# Climbing Stone Steps with a Dingo/mini skid steer?



## personalt (Feb 15, 2006)

I am working on a paver project where the only access is a 4' wide paver walkway along the side of the house. The back of the house is higher so there is a set of 4 block steps, a landing and another set of 4 steps to bring you up to the rear grade. 

I could carry the dirt out and the stone base in using 5 gallon bucks if I had too but it is not optimal. With the steps in the way it would even be a b*tch for wheel barrows and handtrucks.

I was thinking of dumping some of the paver base over the steps to make it ramp like and use a Toro Dingo. Anyone ever do something like this before? 
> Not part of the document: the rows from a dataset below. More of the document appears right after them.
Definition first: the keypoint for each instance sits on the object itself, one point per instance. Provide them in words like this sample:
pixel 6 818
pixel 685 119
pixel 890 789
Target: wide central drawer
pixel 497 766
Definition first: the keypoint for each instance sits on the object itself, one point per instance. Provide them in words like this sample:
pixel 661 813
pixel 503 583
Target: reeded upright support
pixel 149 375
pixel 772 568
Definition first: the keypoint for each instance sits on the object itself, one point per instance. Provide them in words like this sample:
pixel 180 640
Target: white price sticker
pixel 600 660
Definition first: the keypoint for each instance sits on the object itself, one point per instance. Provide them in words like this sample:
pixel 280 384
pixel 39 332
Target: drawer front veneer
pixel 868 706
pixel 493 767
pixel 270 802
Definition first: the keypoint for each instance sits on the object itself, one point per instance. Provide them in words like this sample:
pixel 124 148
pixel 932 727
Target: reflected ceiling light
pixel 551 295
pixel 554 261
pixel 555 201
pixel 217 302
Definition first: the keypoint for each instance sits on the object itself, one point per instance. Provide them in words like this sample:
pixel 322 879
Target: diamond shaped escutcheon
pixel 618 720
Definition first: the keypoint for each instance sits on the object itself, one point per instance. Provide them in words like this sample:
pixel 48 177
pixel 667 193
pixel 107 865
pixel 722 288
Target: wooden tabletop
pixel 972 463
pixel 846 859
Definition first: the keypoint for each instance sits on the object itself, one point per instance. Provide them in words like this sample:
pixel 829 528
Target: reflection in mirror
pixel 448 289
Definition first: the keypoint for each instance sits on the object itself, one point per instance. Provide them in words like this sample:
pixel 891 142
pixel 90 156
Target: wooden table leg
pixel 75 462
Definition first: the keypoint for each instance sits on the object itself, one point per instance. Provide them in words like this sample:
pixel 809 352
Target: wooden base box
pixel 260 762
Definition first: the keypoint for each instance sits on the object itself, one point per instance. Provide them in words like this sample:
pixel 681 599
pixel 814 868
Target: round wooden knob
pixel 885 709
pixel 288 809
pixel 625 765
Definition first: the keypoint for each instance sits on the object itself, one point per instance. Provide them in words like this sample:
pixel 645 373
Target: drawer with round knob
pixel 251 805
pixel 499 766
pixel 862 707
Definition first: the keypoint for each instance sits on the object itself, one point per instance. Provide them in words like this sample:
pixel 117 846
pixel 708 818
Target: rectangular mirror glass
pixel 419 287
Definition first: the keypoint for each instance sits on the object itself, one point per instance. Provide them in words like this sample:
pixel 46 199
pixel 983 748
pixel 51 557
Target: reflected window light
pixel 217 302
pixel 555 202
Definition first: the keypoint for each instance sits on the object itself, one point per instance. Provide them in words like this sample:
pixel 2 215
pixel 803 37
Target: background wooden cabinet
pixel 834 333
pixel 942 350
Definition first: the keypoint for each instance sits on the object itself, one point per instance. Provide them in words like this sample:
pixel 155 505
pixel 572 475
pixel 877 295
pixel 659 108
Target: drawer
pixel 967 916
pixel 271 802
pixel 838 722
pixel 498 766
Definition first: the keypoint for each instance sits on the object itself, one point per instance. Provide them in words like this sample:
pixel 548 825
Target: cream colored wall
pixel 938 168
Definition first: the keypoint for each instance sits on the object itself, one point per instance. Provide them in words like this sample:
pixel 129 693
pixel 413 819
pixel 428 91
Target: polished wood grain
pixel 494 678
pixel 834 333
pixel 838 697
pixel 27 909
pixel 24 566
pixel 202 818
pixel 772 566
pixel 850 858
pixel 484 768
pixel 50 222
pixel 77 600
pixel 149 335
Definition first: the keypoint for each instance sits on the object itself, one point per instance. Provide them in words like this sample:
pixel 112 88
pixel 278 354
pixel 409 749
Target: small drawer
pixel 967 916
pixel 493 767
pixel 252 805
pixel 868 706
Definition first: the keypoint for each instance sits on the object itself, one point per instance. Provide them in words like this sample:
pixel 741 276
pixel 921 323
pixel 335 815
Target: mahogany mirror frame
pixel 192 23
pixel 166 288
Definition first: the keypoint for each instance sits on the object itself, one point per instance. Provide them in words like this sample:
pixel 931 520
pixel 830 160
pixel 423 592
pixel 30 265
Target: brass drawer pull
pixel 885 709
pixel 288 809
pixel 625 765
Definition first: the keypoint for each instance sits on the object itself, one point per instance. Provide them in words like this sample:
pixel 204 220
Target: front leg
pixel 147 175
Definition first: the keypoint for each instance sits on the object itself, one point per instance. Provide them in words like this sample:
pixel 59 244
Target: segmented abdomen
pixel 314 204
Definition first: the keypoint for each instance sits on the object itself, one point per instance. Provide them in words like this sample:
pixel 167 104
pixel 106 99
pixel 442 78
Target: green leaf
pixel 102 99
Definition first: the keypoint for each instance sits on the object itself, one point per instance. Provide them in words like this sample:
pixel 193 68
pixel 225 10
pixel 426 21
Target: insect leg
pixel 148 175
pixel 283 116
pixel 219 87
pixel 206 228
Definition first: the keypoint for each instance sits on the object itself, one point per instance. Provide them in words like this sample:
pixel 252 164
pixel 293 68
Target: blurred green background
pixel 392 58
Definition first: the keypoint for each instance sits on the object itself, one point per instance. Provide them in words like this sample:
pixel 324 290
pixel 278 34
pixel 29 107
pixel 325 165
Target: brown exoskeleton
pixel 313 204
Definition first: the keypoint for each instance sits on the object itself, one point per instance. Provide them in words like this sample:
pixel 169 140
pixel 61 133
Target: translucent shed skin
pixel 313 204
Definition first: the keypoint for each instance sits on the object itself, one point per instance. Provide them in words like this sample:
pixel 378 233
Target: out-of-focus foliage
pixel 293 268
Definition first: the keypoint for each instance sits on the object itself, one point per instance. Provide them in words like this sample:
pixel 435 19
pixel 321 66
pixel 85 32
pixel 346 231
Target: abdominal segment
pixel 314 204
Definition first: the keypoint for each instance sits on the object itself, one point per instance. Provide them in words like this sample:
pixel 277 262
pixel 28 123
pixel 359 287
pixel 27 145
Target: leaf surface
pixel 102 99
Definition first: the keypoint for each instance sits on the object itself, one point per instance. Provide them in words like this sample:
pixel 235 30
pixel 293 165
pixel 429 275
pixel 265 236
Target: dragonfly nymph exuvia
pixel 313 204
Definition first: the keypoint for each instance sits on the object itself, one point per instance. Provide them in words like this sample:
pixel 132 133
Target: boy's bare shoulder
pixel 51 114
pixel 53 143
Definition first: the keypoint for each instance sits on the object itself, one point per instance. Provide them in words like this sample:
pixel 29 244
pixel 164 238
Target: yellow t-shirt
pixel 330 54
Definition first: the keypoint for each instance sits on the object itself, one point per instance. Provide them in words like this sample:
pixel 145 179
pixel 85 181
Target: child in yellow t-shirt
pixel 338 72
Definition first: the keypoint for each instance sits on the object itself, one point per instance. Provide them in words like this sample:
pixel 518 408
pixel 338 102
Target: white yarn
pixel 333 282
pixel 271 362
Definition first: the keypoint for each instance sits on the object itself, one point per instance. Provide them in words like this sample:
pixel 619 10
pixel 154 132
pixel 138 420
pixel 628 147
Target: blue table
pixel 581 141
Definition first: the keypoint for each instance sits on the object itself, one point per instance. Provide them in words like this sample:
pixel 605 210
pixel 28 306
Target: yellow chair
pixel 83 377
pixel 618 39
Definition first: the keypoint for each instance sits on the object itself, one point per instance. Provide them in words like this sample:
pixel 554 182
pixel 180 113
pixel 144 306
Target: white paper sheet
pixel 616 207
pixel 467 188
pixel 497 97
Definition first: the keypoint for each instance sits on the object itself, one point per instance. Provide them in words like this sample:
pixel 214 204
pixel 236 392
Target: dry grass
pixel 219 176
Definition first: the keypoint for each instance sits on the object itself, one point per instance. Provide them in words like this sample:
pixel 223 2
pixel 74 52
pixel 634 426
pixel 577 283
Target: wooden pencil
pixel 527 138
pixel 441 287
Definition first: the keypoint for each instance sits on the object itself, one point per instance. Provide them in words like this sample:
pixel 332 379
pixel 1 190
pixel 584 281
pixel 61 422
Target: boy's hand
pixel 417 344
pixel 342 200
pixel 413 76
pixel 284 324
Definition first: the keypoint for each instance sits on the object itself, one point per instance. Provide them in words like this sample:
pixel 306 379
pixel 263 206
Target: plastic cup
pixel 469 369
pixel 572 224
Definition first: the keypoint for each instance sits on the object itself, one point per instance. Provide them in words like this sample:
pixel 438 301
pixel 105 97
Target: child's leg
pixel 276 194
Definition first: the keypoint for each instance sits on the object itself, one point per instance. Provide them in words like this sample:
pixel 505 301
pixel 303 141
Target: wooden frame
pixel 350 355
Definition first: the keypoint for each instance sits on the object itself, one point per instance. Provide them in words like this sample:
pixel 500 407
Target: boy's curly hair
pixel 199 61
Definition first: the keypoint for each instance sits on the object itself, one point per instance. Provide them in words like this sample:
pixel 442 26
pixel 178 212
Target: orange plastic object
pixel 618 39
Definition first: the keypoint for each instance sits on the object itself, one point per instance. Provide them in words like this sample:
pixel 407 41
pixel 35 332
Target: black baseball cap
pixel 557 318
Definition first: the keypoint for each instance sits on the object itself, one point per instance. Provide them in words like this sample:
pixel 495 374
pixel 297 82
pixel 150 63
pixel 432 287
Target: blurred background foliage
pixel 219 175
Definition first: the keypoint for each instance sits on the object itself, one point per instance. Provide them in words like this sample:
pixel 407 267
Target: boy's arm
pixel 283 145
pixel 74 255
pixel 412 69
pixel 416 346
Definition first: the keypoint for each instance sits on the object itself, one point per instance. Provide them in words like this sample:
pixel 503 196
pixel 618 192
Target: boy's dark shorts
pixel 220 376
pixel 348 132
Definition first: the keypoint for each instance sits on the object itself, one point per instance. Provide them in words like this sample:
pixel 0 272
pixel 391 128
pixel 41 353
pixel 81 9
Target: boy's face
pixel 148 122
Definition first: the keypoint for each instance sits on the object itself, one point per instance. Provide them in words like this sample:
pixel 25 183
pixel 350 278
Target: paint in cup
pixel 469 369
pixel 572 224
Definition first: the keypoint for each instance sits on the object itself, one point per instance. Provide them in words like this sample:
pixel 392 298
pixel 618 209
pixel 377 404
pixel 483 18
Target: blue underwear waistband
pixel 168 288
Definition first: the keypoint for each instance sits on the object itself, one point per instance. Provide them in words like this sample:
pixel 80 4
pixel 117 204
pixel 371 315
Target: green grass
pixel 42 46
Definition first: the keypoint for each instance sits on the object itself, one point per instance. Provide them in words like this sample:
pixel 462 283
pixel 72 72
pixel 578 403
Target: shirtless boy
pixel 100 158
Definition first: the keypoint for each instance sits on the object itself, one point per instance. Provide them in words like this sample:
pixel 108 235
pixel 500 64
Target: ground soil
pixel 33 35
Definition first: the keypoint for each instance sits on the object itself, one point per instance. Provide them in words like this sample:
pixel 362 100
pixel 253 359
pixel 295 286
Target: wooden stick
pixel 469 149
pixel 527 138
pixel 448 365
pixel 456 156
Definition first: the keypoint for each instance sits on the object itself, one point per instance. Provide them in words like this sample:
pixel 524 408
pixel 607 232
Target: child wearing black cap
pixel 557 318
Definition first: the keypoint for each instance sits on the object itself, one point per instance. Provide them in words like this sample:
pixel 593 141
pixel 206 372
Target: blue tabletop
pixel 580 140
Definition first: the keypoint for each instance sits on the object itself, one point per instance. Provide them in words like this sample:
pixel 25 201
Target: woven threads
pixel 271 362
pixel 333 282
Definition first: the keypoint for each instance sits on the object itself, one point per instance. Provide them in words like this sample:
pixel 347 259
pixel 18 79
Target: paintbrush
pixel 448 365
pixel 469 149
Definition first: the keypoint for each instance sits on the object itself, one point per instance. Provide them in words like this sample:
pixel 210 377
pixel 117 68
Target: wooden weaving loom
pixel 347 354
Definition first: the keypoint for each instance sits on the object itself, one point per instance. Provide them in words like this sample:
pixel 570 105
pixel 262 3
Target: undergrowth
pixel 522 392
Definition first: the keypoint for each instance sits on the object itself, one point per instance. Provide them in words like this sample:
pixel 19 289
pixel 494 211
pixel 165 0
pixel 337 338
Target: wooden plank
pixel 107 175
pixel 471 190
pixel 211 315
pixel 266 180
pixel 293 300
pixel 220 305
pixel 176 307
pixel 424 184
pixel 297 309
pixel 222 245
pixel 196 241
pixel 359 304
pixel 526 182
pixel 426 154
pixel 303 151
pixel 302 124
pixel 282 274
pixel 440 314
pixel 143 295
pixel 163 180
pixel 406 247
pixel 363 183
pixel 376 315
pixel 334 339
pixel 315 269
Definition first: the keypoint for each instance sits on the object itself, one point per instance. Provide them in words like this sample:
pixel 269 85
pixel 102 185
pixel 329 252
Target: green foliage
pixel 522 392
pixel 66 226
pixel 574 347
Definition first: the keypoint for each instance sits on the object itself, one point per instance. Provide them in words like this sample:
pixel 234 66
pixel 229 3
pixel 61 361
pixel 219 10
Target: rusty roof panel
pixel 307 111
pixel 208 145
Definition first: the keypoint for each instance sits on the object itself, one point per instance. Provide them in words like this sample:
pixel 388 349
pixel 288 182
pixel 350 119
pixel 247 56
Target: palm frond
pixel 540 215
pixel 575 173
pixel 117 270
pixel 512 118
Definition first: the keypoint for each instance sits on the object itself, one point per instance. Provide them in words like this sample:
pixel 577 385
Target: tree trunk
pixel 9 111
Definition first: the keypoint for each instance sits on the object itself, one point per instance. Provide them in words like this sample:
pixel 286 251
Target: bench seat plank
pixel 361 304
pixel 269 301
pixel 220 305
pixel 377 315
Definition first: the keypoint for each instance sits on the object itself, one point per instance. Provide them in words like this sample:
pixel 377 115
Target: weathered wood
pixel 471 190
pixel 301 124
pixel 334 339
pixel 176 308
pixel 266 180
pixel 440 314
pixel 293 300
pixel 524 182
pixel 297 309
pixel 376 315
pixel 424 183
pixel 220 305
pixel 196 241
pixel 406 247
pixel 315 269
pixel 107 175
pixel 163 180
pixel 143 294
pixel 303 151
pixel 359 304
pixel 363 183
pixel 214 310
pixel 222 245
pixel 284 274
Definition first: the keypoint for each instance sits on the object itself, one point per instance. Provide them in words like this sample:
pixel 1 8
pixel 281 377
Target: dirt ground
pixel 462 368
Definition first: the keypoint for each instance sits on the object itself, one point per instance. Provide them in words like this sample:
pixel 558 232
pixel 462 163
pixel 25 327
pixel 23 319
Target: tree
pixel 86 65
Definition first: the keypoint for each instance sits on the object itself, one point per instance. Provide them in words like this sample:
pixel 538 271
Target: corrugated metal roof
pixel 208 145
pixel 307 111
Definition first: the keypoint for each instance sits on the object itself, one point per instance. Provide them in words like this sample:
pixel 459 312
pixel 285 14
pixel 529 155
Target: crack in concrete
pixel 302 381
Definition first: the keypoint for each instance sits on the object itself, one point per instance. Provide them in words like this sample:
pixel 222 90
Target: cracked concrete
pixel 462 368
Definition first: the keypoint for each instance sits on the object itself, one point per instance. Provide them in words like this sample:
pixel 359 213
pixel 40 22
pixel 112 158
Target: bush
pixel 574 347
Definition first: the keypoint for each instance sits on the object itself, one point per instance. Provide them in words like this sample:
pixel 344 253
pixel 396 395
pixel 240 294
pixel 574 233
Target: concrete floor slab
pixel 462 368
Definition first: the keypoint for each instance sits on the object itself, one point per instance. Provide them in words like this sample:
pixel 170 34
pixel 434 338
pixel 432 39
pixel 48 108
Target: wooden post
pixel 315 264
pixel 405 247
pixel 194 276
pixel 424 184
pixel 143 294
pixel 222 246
My concern would be flipping it backwards and not being able to lift the bucket up high enough to clear the steps. I remember from using it once before the bucket doesnt life that high.


----------



## SLSTech (Sep 13, 2008)

Plywood the walkway up to the steps then add Heavy rubber mats at the landings
Place ramps used for loading on & off the trailers over the steps - the less incline the better (secure it well)

I hate putting other materials over existing steps, pain to clean off & it will probably still damage the steps & the pavers leading up to it

What type of fence, or neighbors do they have?

Yes, I almost rolled a bobcat in a pool once with a dirt ramp - bucket to high, ramp to steep (keep your Center of Gravity low)


----------



## personalt (Feb 15, 2006)

I love the ramp idea... I will just have to spend some time thinking about how I will secure it.

Neighbors access is no better.. The back yard of this property is terraced while the other isnt so even if I came in the neighbors yard I would be about 8 feet too low...


----------



## tgeb (Feb 9, 2006)

I would cover the steps and walk with filter cloth, make a ramp out of crushed stone.

Do the work, remove the stone, pull up the fabric and it will look like you were not even there.


----------